I first saw this film at a Franju season at the National Film Theatre about 30 years ago (gulp), and it has haunted me ever since. Now at long last here it is on DVD. It is as rich and strange and odd and messy as I remembered. The first 20 minutes set the tone with elegance and precision. A banker, wealthy and smug in his country pile, receives several mysterious notes. They say that he must give away half his wealth to those he has wronged or else he will die the next day at the stroke of midnight, on the occasion of his daughter's engagement party. The notes are signed Judex (Latin for judge). The banker arranges to apparently comply with the note's instructions while really planning to cash in even more. He also calls in a private detective to hang around the house and uncover the identity of Judex. His daughter's engagement party goes ahead as planned, a masked ball where everyone wears bird masks. A masked magician performs illusions involving doves and then at the stroke of midnight the banker...well, you'll have to watch and see.
After this well wrought opening, the film becomes something completely different and goes off on an unexpected tangent. You should bear in mind that it is a re-make of a silent serial from 1916, directed by Louis Feuillade who also made the more well known Fantomas and Les Vampires. Fantomas was a sinister master criminal like Dr Mabuse, Fu Manchu or the Bond villains. Judex was intended to be a similar character but a hero instead of a villain. Franju had actually wanted to re-make Fantomas but for some reason this did not happen but he was offered Judex instead. In interviews Franju derided the character of Judex; in Franju's film, he is initially set up as a dark avenging angel, an Edwardian era Batman figure, an infallible upholder of justice to balance the failures of the law, in a manner which we find familiar. Judex uses misdirection and disguise. He has a ruined castle lair for an HQ and he deploys charmingly retro/futuristic technology to aid his scheme. But as the film progresses he becomes ever more ineffectual and useless.

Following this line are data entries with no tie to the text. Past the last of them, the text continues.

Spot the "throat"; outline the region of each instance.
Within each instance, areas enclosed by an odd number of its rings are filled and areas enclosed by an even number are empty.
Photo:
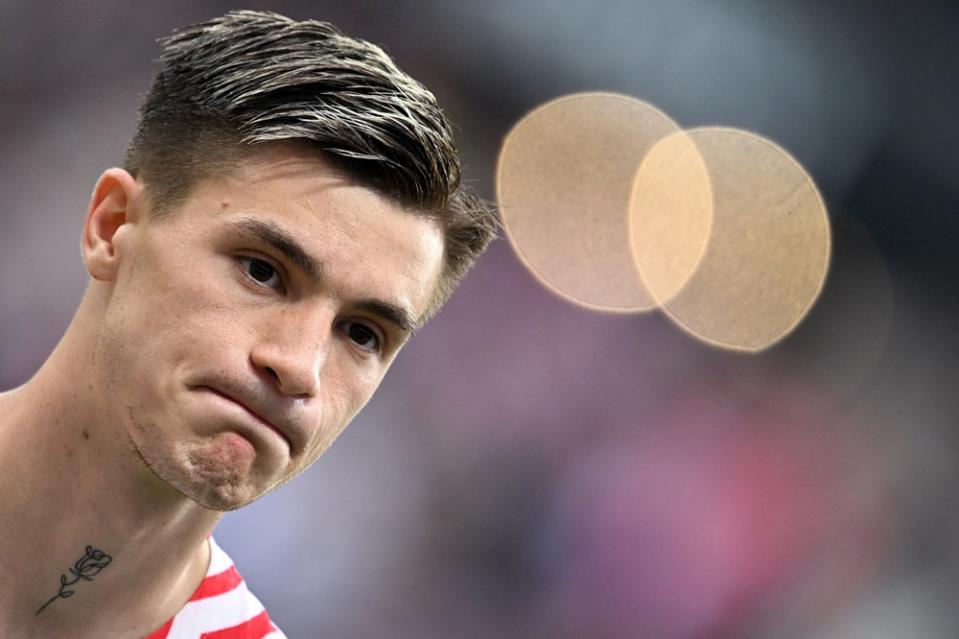
[[[155,478],[143,479],[109,429],[9,397],[0,396],[0,637],[156,630],[202,580],[220,513],[156,499]]]

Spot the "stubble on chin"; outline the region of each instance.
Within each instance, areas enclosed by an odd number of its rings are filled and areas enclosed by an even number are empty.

Georges Franju's most well known film remains the justly celebrated Eyes Without a Face, a beautiful, austere and poetic horror film that shares many elements with Judex. Like Eyes, Judex has a deliberately slow pace and despite having the trappings of a pulpy crime thriller it plays these elements not for suspense but with a tender and ironic detachment. The tone is dreamlike, disjointed, both playful and sombre, the scenes are like little sketches, some replicating cliff hanger type situations familiar from old serials. Characters appear and disappear and reappear and the plot progresses by a dream logic. At one point the private detective bemoans his inability to get into a building where the baddies are cloistered because he is not an acrobat. At that very moment a circus troupe passes along the deserted street and there on the last wagon is a long lost friend of the detective...and she is an acrobat.

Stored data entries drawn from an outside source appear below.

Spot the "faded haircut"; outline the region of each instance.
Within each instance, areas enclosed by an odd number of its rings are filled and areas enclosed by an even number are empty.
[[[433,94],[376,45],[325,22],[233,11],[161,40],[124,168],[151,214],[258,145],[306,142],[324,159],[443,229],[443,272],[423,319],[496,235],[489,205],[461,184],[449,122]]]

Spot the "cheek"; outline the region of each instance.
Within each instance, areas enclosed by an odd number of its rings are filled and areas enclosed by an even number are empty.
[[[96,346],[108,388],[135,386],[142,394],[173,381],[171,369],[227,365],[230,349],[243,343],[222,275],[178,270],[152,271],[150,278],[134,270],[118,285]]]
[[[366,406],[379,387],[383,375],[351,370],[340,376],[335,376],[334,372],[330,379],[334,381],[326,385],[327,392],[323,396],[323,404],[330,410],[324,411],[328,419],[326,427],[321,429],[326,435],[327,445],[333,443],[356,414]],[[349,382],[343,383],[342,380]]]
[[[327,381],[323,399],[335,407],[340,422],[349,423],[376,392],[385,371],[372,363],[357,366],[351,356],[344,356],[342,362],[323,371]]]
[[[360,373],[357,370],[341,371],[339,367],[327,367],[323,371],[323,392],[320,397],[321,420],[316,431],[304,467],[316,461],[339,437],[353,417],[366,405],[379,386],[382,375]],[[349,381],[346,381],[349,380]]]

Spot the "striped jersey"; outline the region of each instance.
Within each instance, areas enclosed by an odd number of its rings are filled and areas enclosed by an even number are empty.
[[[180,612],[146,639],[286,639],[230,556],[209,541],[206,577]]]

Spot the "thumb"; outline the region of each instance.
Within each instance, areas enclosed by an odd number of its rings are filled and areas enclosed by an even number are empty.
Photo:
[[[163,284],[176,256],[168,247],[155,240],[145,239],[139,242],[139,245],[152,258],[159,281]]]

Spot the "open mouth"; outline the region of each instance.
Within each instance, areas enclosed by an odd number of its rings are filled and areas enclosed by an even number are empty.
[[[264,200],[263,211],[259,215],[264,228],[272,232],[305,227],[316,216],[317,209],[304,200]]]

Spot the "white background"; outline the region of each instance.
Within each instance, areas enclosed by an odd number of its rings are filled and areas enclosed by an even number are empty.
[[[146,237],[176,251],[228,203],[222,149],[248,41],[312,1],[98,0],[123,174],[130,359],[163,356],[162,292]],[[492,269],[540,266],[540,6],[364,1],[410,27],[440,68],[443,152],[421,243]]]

In Eyes there is a famous sequence where Edith Scob wanders around her house accompanied by Maurice Jarre's elegant score. There is a similar scene here, where the same actress plays Jacqueline the banker's daughter who walks along the corridor of her father's chateau looking into the empty rooms. Also the use of trapped birds and guard dogs and other visual motifs carried over from Eyes makes Judex the unmistakeable work of the same director.

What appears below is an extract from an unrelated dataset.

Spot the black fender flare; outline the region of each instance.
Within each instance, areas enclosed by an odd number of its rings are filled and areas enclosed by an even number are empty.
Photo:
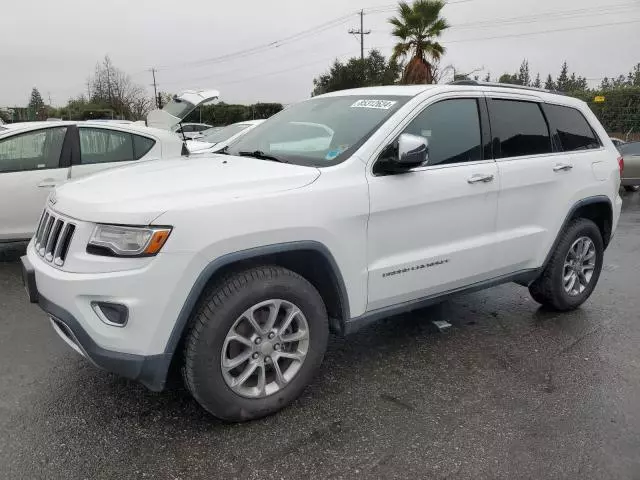
[[[342,312],[342,318],[347,321],[350,317],[349,313],[349,297],[347,295],[347,289],[342,277],[342,273],[338,267],[338,264],[331,254],[331,251],[322,243],[313,240],[303,240],[295,242],[278,243],[273,245],[265,245],[260,247],[249,248],[247,250],[240,250],[237,252],[228,253],[222,255],[211,261],[198,275],[195,283],[191,287],[187,298],[182,305],[182,309],[178,314],[176,323],[173,326],[167,345],[165,346],[165,355],[173,356],[182,335],[187,326],[189,318],[191,317],[194,308],[202,292],[209,281],[216,275],[216,272],[220,269],[231,265],[233,263],[251,260],[252,258],[263,257],[265,255],[273,255],[277,253],[294,252],[300,250],[313,250],[321,254],[327,261],[327,265],[330,267],[331,272],[338,284],[338,293],[340,299],[340,309]]]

The film is unsentimentally nostalgic, not harking back to the pre-war era with a spirit of yearning but refracting it through a modern sensibility. It is not couched in a gauzy period glow, but photographed in beautiful crisp black and white; in fact lots of black and lots of white. It is no surprise to learn that this was a favourite film of Edward Gorey, as it has a very similar feel to Gorey's melancholy monochromatic grotesqueries .
Judex incidentally is played by Channing Pollock, an American magician who had turned to acting and this is by far his most prestigious role. He plays Judex as a straightforward hero which is at odds with the director's perception of the character. He is, however, allowed a redeeming flourish in the very last scene.
One niggle, perhaps minor, is that at least one of the jokes is fudged in the subtitles - at one point Judex asks the detective to go and get help by phoning his men; "Call 3 at Loisy" he says, and the detective goes off repeating "3 at Loisy, 3 at Loisy" to himself so that he doesn't forget it. In the subtitles however, Judex simply says "Call Loisy" so the surprising jolt that in the early days of such technology there would indeed have been single digit telephone numbers is lost, as is the detective's comic anxiety in trying not to forget it. I'm no French speaker, and only picked up on this because it is mentioned in Raymond Durgnat's book on Franju, but it does make one wonder about other little felicities like this being lost.
This is a two disc set and the second disc is Franjus's later movie, Nuits Rouge (aka Shadowman) from 1974 which covers similar pulp ground. This is in colour, but it is clearly a cheap TV derived effort which is diverting enough but lacks the appeal of the earlier solemn and amusing film.